Menos mal que alguien ha caido en la cuenta de que los niños españoles han alcanzado niveles de obesidad y colesterol idénticos a los norteamericanos, y unos médicos reunidos estos días en Zaragoza están alertando al pasaje, cuando ya ha descarrilado, de los malos hábitos alimenticios y culturales auspiciados por la pereza de quien se ocupa de ellos, el abandono de la dieta mediterránea tan inutilmente ponderada ahora, y la ingesta de alimentos insanos y de baja calidad. Tal vez ya sea tarde.

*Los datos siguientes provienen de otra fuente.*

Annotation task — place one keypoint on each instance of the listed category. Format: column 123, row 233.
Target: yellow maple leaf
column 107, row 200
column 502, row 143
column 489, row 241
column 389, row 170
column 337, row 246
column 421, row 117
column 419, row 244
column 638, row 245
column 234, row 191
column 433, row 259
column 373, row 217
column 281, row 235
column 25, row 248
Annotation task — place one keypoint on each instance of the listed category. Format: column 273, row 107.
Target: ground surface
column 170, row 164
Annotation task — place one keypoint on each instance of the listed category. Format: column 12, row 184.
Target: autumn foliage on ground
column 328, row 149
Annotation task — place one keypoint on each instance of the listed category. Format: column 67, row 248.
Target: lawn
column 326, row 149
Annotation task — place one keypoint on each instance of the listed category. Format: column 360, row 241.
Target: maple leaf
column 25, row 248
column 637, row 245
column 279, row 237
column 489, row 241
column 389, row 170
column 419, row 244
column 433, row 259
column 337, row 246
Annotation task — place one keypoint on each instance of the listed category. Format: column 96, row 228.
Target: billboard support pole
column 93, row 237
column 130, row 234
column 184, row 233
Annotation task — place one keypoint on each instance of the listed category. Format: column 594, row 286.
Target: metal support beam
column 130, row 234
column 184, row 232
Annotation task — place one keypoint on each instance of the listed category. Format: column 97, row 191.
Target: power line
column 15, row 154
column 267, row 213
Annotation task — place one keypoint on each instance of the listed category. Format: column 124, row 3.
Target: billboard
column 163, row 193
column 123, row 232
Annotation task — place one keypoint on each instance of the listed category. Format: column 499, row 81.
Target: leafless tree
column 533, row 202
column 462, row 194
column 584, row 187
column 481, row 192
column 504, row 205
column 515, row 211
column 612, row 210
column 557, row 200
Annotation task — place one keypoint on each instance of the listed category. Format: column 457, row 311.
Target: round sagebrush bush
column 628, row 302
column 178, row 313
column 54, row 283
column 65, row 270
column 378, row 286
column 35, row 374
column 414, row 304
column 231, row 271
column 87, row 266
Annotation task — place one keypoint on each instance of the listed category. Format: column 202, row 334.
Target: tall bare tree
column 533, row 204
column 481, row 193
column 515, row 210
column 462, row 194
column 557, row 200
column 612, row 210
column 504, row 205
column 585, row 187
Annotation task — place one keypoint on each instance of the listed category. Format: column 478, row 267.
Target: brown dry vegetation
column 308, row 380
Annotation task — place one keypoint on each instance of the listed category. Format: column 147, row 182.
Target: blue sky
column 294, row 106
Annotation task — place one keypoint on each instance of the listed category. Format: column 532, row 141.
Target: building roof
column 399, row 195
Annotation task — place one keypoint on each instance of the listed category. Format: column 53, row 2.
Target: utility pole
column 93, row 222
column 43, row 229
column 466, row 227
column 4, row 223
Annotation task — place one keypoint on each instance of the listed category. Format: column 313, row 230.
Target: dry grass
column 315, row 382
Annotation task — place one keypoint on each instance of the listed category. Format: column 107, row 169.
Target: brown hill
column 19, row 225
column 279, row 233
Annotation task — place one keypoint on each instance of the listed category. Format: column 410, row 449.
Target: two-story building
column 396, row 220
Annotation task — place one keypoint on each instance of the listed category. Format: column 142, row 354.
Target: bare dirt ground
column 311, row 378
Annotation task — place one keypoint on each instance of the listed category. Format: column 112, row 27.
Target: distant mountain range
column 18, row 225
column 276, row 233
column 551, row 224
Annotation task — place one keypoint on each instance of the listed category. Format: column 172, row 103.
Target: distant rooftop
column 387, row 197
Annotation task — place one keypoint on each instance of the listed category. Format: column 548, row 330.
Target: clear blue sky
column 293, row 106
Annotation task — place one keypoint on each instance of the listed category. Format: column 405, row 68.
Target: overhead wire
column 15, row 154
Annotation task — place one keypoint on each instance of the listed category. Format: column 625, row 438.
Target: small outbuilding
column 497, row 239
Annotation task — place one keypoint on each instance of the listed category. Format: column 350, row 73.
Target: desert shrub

Por otra parte, ayer mismo, el Defensor del Pueblo don Enrique Múgica Herzog tuvo la valentía de denunciar a las poderosas televisiones en manos de inconscientes, ante la Comisión Mixta Congreso Senado, poniendo el cascabel al gato al recordarles que constituyen un servicio público aunque sean privadas y al criticar la perniciosa programación y el inoportuno horario de ciertos espacios ''atiborrados de imágenes zafias y cotilleos abyectos'' que ocasionan ''evidentes perjuicios'' a los escolares que regresan a casa, porque socavan todos los valores que puedan haberles inculcado sus profesores.

Por fortuna, unos profesionales de la medicina han tomado conciencia oficial y corporativamente del problema, y el Defensor del Pueblo ha expuesto valientemente el taimado proceso de deformación moral y aculturación a que estamos sometiendo nuestros hijos. Si sumamos a ello que los planes de estudio no los motivan ni estimulan, que se renuncia a exigirles dedicación y esfuerzo, y que se les reconocen todos los derechos sin ningún deber, haciéndoles creer que todo en la vida es gratis, podemos imaginar el futuro que les estamos preparando.

El presente es conocido y lo han descrito en el Simposio de Zaragoza: niños desinteresados, enemigos del esfuerzo y sin imaginación -porque tienen todo lo imaginable-, que se atiborran de pastas industriales a base de sucedáneos de baja calidad y grasas colesterolémicas, ''chuches'' y porquerías, desvencijados en un sillón, viendo programas de televisión inadecuados -¡incluídos muchas veces los de dibujos animados!- durante tres horas y media, o cuatro al día.

Ahora ya sabemos lo que no debe hacerse. Menos mal. Aun que tarde, es el momento de poner remedio enérgico y urgente, actuando contra los fabricantes que nos envenenan a los niños y contra los programadores que los idiotizan.